Court Battles

Proud Boy charged in Capitol riot gets coronavirus while jailed

A member of the Proud Boys that was charged in connection with the Jan. 6 riot at the U.S. Capitol contracted coronavirus while in jail.

Attorneys for Christopher John Worrell made the disclosure in an effort to appeal a decision from a U.S. District Court last month rejecting Worrell's bid to be released pending trial.

Worrell was arrested in March for using pepper spray against a police officer that was guarding the Capitol during the riot.

His attorneys argued that he was at higher risk for COVID-19 because he was diagnosed with non-Hodgkin's lymphoma, a white blood cell cancer that imparts the immune system.

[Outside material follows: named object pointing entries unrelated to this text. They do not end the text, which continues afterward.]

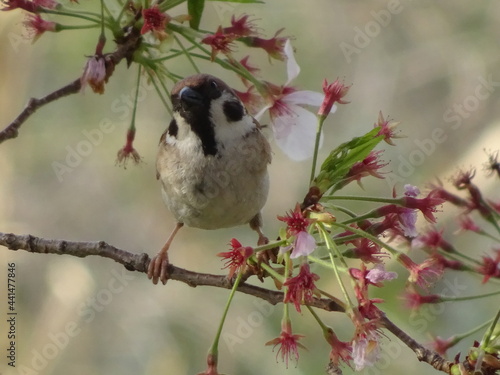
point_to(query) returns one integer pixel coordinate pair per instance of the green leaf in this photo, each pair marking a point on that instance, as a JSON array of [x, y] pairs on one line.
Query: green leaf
[[341, 159], [195, 10], [241, 1]]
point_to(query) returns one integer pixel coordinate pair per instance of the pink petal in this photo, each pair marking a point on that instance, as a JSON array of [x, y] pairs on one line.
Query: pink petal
[[296, 134], [304, 97], [293, 69]]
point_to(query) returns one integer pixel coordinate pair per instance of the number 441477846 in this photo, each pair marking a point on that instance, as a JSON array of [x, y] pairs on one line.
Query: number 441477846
[[11, 286]]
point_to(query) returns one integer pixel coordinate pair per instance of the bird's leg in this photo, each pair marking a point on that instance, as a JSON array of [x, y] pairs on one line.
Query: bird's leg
[[158, 267]]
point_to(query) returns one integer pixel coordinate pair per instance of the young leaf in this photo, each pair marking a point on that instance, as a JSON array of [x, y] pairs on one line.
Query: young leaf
[[340, 160], [195, 10]]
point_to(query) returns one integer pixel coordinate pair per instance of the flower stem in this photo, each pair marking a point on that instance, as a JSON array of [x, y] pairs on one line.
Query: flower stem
[[134, 110], [363, 198], [455, 299], [270, 245], [367, 235], [331, 246], [320, 322], [321, 119], [160, 94], [215, 345], [75, 27], [489, 333], [187, 54], [273, 273]]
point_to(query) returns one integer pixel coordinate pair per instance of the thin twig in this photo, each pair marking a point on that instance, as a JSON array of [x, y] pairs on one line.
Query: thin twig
[[423, 354], [124, 50], [140, 262]]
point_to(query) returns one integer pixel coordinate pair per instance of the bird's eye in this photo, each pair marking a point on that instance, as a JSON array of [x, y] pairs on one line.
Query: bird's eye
[[214, 90]]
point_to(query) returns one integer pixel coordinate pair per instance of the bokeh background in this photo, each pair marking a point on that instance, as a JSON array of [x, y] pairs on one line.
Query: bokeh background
[[418, 65]]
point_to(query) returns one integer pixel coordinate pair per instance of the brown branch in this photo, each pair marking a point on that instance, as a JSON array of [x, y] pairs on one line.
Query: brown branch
[[125, 50], [423, 354], [140, 262], [12, 130]]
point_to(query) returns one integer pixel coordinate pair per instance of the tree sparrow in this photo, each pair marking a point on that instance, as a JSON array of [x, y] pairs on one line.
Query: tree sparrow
[[212, 163]]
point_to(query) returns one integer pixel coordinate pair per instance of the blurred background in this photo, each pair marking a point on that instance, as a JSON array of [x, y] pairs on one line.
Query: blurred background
[[430, 65]]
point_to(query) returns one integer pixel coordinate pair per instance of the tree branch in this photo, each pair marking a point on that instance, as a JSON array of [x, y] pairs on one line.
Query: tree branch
[[125, 49], [140, 262], [423, 354]]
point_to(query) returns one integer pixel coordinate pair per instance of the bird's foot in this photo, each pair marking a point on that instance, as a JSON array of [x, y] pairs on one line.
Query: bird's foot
[[158, 268]]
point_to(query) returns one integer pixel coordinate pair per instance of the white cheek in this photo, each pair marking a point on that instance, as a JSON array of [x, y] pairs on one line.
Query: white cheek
[[224, 130], [186, 140]]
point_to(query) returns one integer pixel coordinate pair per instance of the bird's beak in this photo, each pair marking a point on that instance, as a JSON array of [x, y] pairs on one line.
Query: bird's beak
[[190, 98]]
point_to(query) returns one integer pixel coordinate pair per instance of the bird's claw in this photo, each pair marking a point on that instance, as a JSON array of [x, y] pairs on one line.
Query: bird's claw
[[158, 268]]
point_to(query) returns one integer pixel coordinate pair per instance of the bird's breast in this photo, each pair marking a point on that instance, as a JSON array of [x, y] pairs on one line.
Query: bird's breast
[[214, 191]]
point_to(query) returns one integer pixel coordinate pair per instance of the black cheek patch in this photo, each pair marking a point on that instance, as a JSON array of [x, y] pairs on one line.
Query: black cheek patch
[[234, 111], [173, 128]]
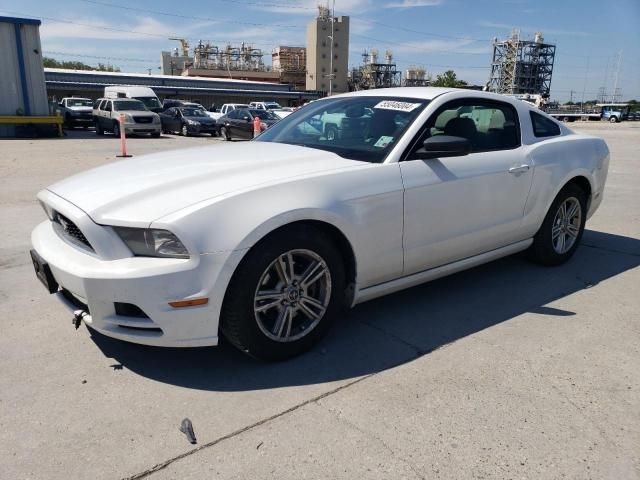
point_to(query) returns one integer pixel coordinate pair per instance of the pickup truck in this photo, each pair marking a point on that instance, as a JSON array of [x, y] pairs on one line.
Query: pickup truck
[[76, 112], [225, 109]]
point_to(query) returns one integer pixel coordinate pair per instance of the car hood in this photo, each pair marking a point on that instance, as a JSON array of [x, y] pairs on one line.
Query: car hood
[[138, 191], [137, 113], [206, 119]]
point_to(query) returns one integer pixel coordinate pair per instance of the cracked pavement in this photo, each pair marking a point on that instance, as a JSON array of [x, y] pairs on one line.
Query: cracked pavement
[[509, 370]]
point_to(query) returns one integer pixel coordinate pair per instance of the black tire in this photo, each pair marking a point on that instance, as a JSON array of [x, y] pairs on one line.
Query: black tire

Worrell would "suffer irreparable harm as both a COVID-19 and cancer patient as 'certain and great' and 'beyond remediation' unless he is conditionally released to house arrest with the privilege of attending oncology appointments and receiving necessary medications and treatment," his attorneys wrote in a court filing in the D.C. Circuit Court of Appeals.

Worrell's attorneys further claimed he had not received treatment for his cancer since he was detained on March 12 and that he began developing symptoms of non-Hodgkin's lymphoma on March 20.

The lower court rejected Worrell's bid for release, noting that Worrell was seen at the Capitol without a mask, and questioned how he was unable to receive treatment. The court also pointed out that while he was being arrested, Worrell allegedly threatened the witness who tipped off the bureau.

"Given the pandemic and acute danger to Mr. Worrell, his continued detention amounts to impermissible pretrial punishment," the attorneys said. "The Government's interest in securing his appearance at trial does not outweigh his liberty interest in remaining alive and free from harm."

This isn't the first time an alleged rioter disclosed a COVID-19 diagnosis.

Bruno Cua, 18, was granted pretrial bond and released form prison last month after he contracted the virus while in prison.